The picture on the right will explain why I have been silent posting since Friday. I have just returned with five friends from three days of caving in New Mexico, doing some wild caving plus my first visit to Carlsbad Caverns since 1992, guided by a local caver who has been helping me with my cave survey project in Arizona.
New Mexico probably has the largest concentration of truly large and spectacularly decorated caves in the entire world. I’ve caved there previously, but this was my first trip driving from Arizona. We went to two wild caves, one of which I had never visited before and a second that I had seen during my 1992 trip. The picture shows me in the latter, standing above a large clear pool near the back of the cave with some giant flowstone speleothems all around me.

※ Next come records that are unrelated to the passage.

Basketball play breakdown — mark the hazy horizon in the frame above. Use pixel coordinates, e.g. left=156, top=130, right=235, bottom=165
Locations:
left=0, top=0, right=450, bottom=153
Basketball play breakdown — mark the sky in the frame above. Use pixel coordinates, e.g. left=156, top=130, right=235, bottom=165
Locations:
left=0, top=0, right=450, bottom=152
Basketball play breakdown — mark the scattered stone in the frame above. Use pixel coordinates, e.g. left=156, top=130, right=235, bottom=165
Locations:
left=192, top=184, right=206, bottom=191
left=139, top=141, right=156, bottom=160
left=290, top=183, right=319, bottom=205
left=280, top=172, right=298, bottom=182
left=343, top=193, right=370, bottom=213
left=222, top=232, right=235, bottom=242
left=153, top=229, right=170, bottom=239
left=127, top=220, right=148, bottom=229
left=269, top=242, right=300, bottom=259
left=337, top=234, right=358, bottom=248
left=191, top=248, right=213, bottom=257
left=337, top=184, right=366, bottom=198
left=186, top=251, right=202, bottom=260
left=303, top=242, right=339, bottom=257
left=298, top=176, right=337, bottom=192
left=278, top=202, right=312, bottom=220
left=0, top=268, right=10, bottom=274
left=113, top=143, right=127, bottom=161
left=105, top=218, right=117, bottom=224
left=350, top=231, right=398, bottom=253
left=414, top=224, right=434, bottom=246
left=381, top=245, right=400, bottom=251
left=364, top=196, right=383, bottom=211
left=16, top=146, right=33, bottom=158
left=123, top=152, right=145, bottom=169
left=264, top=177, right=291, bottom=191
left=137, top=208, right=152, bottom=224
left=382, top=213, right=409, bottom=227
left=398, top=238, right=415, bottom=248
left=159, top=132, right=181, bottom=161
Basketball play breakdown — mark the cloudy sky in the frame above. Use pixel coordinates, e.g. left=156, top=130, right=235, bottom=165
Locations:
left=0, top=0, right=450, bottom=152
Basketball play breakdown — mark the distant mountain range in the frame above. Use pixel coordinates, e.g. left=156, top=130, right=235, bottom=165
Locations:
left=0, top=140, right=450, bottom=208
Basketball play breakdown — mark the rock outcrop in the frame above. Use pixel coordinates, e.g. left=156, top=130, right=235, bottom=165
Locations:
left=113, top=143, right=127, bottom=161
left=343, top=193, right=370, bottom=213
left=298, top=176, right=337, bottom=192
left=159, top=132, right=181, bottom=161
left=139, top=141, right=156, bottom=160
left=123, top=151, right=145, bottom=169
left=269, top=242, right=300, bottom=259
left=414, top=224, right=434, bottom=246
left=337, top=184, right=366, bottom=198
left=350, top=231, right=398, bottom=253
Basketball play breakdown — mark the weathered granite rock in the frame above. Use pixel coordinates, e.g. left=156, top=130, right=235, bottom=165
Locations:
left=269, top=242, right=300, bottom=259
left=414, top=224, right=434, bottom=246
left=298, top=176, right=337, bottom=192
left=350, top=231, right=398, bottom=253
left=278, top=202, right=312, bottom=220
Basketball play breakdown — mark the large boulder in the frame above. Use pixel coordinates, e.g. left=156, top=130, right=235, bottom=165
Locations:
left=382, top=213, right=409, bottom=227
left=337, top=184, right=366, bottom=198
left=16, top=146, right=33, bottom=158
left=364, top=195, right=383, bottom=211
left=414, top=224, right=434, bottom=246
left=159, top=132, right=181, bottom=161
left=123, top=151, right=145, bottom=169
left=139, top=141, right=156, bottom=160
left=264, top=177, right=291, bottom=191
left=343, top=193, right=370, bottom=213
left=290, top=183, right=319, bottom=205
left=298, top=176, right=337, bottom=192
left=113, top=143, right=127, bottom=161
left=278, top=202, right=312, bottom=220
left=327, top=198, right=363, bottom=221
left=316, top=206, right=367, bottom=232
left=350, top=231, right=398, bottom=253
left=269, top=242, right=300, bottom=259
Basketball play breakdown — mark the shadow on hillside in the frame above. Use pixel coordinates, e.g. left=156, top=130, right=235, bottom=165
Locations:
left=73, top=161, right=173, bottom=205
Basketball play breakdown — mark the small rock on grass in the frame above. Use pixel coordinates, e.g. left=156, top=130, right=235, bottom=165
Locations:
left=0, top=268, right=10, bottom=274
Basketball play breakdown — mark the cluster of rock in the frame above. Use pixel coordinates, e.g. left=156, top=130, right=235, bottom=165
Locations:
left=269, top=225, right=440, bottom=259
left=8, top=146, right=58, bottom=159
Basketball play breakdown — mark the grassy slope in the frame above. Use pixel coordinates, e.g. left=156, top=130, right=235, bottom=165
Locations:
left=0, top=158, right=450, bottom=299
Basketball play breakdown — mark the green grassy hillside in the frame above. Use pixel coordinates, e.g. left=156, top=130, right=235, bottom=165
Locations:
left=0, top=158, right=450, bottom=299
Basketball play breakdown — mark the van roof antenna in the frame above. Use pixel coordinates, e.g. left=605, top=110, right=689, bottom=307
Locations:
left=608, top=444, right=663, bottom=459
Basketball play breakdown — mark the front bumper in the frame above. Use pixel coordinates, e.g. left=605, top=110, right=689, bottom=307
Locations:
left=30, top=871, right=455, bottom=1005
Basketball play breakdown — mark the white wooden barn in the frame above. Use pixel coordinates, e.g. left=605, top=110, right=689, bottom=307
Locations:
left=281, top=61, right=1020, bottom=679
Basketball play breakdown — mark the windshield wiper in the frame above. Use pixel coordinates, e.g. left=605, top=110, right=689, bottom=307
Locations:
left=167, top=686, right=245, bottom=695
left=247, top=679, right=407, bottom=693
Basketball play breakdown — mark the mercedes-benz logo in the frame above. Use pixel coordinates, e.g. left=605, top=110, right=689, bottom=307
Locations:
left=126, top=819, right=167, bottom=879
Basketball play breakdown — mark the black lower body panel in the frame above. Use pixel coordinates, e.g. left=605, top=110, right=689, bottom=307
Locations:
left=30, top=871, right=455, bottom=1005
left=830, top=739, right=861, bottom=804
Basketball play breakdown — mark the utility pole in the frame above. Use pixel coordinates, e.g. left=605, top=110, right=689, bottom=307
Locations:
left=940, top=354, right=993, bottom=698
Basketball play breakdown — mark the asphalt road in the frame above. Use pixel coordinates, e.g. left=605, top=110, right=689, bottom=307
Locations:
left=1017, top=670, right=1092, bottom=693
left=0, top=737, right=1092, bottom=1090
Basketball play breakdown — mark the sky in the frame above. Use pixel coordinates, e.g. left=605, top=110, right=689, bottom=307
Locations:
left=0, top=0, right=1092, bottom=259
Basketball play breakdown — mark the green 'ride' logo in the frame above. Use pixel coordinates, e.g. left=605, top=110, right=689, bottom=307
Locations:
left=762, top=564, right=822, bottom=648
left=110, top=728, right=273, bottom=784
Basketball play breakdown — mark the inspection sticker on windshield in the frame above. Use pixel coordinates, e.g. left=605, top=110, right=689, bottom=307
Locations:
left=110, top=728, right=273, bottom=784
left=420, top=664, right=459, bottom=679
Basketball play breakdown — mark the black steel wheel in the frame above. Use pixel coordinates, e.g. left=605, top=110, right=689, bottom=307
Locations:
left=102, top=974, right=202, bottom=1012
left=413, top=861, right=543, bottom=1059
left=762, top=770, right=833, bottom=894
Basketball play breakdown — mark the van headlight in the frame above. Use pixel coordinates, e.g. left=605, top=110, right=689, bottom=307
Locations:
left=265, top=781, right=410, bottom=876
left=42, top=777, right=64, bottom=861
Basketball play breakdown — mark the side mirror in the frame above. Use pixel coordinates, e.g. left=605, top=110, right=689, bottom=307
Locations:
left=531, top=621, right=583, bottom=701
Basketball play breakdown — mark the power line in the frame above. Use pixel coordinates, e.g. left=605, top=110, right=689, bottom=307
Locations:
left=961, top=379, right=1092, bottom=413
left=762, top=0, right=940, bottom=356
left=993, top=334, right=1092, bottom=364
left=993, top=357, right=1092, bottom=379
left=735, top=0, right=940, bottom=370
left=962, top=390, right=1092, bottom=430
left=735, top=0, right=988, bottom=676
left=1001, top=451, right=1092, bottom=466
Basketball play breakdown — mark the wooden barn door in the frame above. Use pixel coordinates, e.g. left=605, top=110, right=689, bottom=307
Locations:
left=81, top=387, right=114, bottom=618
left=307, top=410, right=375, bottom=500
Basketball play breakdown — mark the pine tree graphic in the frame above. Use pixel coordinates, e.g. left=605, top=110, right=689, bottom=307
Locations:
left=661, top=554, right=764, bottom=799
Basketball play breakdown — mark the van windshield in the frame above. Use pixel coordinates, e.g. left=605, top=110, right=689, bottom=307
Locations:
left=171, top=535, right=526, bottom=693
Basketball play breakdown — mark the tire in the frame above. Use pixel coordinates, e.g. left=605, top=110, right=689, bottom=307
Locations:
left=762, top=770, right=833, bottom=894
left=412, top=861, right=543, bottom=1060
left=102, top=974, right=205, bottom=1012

The new cave contained a room dubbed Speleogasm, because every formation there, of which there are too many to count, is completely festooned with helectites and sodastraws in a mad protrusion that no geologist can as yet explain. Nor is there any way to describe it adequately or photograph it successfully. To witness it you need to go, requiring the specialized caving skills that include the techniques and equipment required to rappel and climb a 40 foot rope.
As always, the advantages of learning how to do this successfully is the reward of seeing things that few ever see. It is why engineers and scientists strive so hard to get planetary probes to distant planets. And why humans want to travel to the planets. For me, getting inside a remote and beautifully decorated cave will just have to do.